When they came for me in the middle of the night, I wasn’t ready. Ridiculous, I know. All those years, all that degradation and horror, and there I was, scrabbling on the floor in fear, hands in the dirt, my back against the wall. Terrified.
All those years, and I couldn’t leave my cell. Just a sad, pathetic old man cringing, dropping to my knees at the very sight of the guards wands. Experience tells, and they'd be quick enough to Stupefy or worse if I didn’t move. And they want to hurt, want just that one last chance to hex or curse because today I’ve been granted my freedom.
I know the drill. I lay in the filth, full compliance while they attach the shackles. Any movement means a bruise, and I learnt quickly that while magic leaves traces, some good old-fashioned prison violence is just part of the currency here. Made the mistake of looking one of them in the eye a few years ago and it turned out he lost a brother in the War. Cissa told me afterwards that she didn’t think I’d pull through that time. Infirmary for over a month. I think perhaps he got some sort of warning.

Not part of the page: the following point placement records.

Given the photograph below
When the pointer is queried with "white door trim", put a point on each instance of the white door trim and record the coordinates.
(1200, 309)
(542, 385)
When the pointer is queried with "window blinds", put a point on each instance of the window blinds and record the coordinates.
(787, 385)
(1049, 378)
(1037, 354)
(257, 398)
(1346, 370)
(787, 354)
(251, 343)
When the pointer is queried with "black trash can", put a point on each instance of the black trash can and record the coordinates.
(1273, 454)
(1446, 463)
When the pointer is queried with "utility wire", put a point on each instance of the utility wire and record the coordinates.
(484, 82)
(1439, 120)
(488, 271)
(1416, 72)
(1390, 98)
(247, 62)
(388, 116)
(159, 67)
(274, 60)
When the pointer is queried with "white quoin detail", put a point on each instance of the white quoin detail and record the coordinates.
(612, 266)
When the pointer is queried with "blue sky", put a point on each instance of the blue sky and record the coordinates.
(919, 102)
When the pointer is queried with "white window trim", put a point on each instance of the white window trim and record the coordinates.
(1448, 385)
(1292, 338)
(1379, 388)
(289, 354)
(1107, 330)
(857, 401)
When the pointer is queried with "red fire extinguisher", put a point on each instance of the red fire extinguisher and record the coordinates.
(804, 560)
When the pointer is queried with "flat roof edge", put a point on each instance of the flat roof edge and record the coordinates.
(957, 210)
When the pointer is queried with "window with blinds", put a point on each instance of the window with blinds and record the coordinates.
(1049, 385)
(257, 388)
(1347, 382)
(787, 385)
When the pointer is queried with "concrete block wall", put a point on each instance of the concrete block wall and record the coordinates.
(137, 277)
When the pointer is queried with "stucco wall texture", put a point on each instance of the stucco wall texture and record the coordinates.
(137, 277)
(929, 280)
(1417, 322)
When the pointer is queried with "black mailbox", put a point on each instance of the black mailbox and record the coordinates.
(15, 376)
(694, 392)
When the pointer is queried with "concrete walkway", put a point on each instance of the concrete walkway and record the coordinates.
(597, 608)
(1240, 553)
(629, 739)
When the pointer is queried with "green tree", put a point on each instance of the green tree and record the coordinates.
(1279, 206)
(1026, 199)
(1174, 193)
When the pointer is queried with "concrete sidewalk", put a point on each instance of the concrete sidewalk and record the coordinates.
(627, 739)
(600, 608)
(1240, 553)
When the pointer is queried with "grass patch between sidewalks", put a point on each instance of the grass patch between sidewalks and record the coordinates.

Apparently its Christmas. There's no such thing as seasons here, no weather, no view. Nothing to mark the days. My damp, grey cell has no windows, and I rarely leave it. Without Cissa to anchor me, my sanity would have slipped, there is no doubt. The guard laughs, muttering something about the Ministry burying bad news. I keep my head down, cringing and pathetic, but always listening. Ought to be burying this bastard, counters the other.
Freedom has taken such a long time. I have a grandson now. Scorpius. A strong name, powerful. When I heard that he had been born, something shifted in me. A life beyond these walls. The world had turned and suddenly there was desire, purpose. A future. Cissa laughed when I begged her to get me out, looked at me with scorn, but in my heart I knew it could happen. Family is everything.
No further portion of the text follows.